Zabıta Müdürü Hakkı Doymaz, “Dükkanların önünde duran ve iki kişinin yolda yürüyemeyecek dereceye gelen tabelaların hiçbir şekilde taviz vermeden toplatıyoruz. 2005 yılının Ocak ayına girmesiyle Manisa cadde ve sokaklarında kaldırım işgali sıfır olacak. Bu çalışmamız özellikle vatandaşlarımız için olumlu olacak. Çünkü kaldırımlarda yürümekte zorluk çeken vatandaşlarımız, kaldırımlardan rahatça yürüyebilecek.” demiş.

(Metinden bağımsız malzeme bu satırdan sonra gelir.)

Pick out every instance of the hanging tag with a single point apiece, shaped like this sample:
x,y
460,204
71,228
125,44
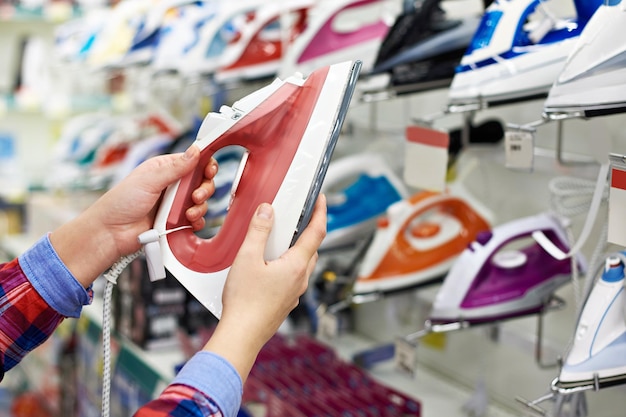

Yayalara ait kaldırımların işgali, yalnız Manisa’da değil İzmir’de ve pek çok büyük şehirde sorun kuşkusuz. Otobüsle giderken caddelere bir dikkat edin…
Kuaförlerin havlu kurutma telleri, Türk Telekom’un telefon kutuları, Türkiye Elektrik Kurumu’nun trafo kutuları, üçgen metal reklam panoları, trafik lambaları, trafik levhaları, geniş gövdeli Palmiye, Karabiber ve Okaliptüs ağaçları, yönlendirme levhaları, manavların sebze meyva kasaları, beton saksılıklar, plastik çöp kovaları, ağızları genellikle açık duran demir çöp varilleri, gazoz ve çay firmalarının plastik ayaklı açık hava reklam panoları, durak panoları, aydınlatma direkleri, eski durakların direkleri, arabalar parketmesin diye konulan ama çoğu kez yayaların ayağına takılıp zarar veren beton kaldırım mantarları, reklam amaçlı “totem” diye adlandırılan kocaman gövdeli panolar…
Bu saydıklarımın hepsi ve belki de daha fazlası yaya kaldırımlarını işgal eden unsurlar. Semtine göre kimi yerde reklam panoları, kimi yerde ağaçlar, kimi yerde kuaför kurutma telleri, manav kasaları öne çıkıyor. Hele semt pazarı varsa, kaldırımlarda yeralanları varın siz düşünün…
İster sokak arasında yürüyün, ister caddede çoğu kez kaldırımların üzerinde bu saydıklarım size engel oluyor. Hele bedensel engelliyseniz…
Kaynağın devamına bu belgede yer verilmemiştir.